Я медленно побрел к берегу. Встал рядом с Сережей, заглянул за сетку. Верины глаза пристально посмотрели на меня, и мальчишка отвернулся. Это была еще капелька горечи.

Я пошел к себе. Рюкзака в тамбуре не оказалось. Знаю: Николай Нилыч унес его в дом.

Из двери ударило сытным теплом. В большой комнате никого. За перегородкой стук ложек и голоса. Я отодвинул занавеску. Наши все здесь. И незнакомые есть. Хорошо. Николай Нилыч не сможет сразу начать свои нравоучения…

Подсел к столу. И вдруг повариха Зина тащит стакан и наливает до половины водкой. А на обгрызенном блюдечке нарезан лимон. Не маринованный, а живой, свежий лимон. Вот так штука! Небывалый обед. Видно, правда, что кончается сезон… И сжимается сердце. И безнадежно щемит, и больно «сосет» мысль о долгой разлуке.

Но пока-то Вера здесь, рядом.
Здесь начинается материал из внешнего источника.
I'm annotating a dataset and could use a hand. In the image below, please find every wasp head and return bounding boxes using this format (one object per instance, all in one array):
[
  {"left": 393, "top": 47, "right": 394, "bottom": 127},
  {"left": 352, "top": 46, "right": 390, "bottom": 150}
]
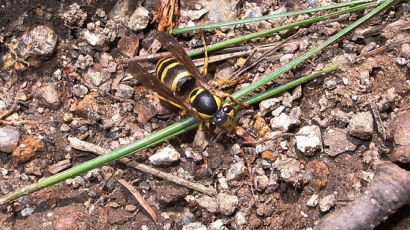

Я пойду к ней вечером. Да, обязательно пойду. Тогда все прояснится и развеется.

Мне сразу стало легче. Бывает ведь, что в самую серую и слякотную погоду ветер сдирает облака, засвечивает синее небо и ясную зорю. Так у меня мысль о близости Веры вдруг колыхнула все тепло и всю радость, которые дала мне эта женщина. Сделалось спокойно и звонко, точно в осеннем лесу. Я стал ждать вечера, насыщаясь теплом и обедом, присматриваясь к незнакомым, прислушиваясь к их домашним, добрым словам.

Николай Нилыч сидел у окна. Он копался в железном ящике с пленками и разными принадлежностями для съемки. Я спросил, не помочь ли ему. Он внимательно посмотрел на меня, словно врач на больного, и покачал головой.